The first task was the field trip for students under the guidance of Valery Nefedov, the professor of the Department of Urban Development of the Saint-Petersburg State University of Architecture and Civil Engineering. They visited some places that are directly related to water resources. During the whole day the working group managed to visit more than a dozen places: embankments, harbors, Gulf of Finland coastlines, the urban rivers mouth etc. The aim was to see the problem with own eyes, analyze and understand the process of transformation, which is already happening with the coastlines of different water bodies in St. Petersburg, and consider the changes scenario applicable to them in the future.
 
"Students are the driving force of the city. Therefore it is important to conduct the tours on its "problem" sites not only for designers, architects and builders, but also for the students of other professions. So that the changes will occur in the complex, because urbanism is an interdisciplinary field of science," Taisiya Khalikova says, the first-year student of the Design of urban ecosystems masters program of the Urban transformations school.
On the second day of the studio work, St. Petersburg experts joined to discuss the initial results of the students research and urban problems.

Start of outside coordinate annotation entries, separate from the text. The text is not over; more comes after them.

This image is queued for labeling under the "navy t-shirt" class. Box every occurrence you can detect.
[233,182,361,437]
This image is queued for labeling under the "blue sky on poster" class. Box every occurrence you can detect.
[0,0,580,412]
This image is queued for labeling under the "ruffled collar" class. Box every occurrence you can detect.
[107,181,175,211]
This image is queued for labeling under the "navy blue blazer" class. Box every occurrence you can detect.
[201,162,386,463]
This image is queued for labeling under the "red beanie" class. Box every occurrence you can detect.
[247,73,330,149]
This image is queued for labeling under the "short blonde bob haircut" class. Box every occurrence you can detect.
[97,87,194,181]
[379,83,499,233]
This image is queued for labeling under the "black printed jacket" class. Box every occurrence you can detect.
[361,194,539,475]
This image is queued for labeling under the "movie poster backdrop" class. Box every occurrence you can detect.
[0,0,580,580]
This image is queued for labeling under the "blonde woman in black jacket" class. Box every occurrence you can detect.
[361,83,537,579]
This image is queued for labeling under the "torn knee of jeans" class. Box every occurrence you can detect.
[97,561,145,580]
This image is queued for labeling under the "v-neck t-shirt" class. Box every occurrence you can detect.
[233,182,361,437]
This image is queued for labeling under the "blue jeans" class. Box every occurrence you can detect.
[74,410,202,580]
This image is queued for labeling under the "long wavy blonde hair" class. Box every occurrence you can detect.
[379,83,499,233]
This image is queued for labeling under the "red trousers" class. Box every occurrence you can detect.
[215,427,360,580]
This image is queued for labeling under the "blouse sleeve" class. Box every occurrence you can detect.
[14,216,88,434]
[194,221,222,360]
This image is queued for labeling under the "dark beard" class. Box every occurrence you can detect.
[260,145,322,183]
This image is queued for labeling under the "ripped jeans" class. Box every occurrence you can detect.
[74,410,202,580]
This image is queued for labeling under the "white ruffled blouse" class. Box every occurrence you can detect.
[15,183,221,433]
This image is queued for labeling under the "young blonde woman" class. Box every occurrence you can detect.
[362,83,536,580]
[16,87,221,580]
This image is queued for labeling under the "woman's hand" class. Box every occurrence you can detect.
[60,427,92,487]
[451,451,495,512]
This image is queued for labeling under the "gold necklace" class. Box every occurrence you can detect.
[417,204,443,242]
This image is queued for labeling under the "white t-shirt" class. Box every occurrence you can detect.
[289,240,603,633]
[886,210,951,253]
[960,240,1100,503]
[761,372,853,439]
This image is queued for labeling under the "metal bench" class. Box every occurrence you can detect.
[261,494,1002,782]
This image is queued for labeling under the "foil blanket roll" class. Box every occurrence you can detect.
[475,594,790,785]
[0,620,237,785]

Among them were Eugenia Kolesova, the head of the department of economic analysis and research Institute of Spatial Planning "Urbanika", Alexander Baranov, the specialist of transport areas development in the Laboratory cityplanning, Alexander Karpov, the director of the Examinations center ECOM, the expert in the Commission on Urban Affairs Urban Planning and Land Affairs of the Legislative Assembly of St. Petersburg and other.
 
According to the speakers, each of them looks at the water body and its use from different points of view due to the kind of the activity. Though there was one thing everyone in the audience agreed with: St. Petersburg is a city on water, and it would be foolish not to use one of the richest of its resources; coastal areas should be attractive to the people. 
 
"Many of you have seen the problems that exist in our city," Valery Nefedov says. "Around the world, they are solved step by step. So who said that we cannot follow the example of other cities, and use their positive experience? Today the waterfront in St. Petersburg is just a barrier between people and water. Our aim is to destroy this barrier and make people come to these embankments."
Now it's project studio students who are to develop the scenarios in which the city coastlines can change its appearance. For several months, in six groups, they will conduct "field" research, mapping, studying architectural design, prototyping, and many more, that in the future will change the city.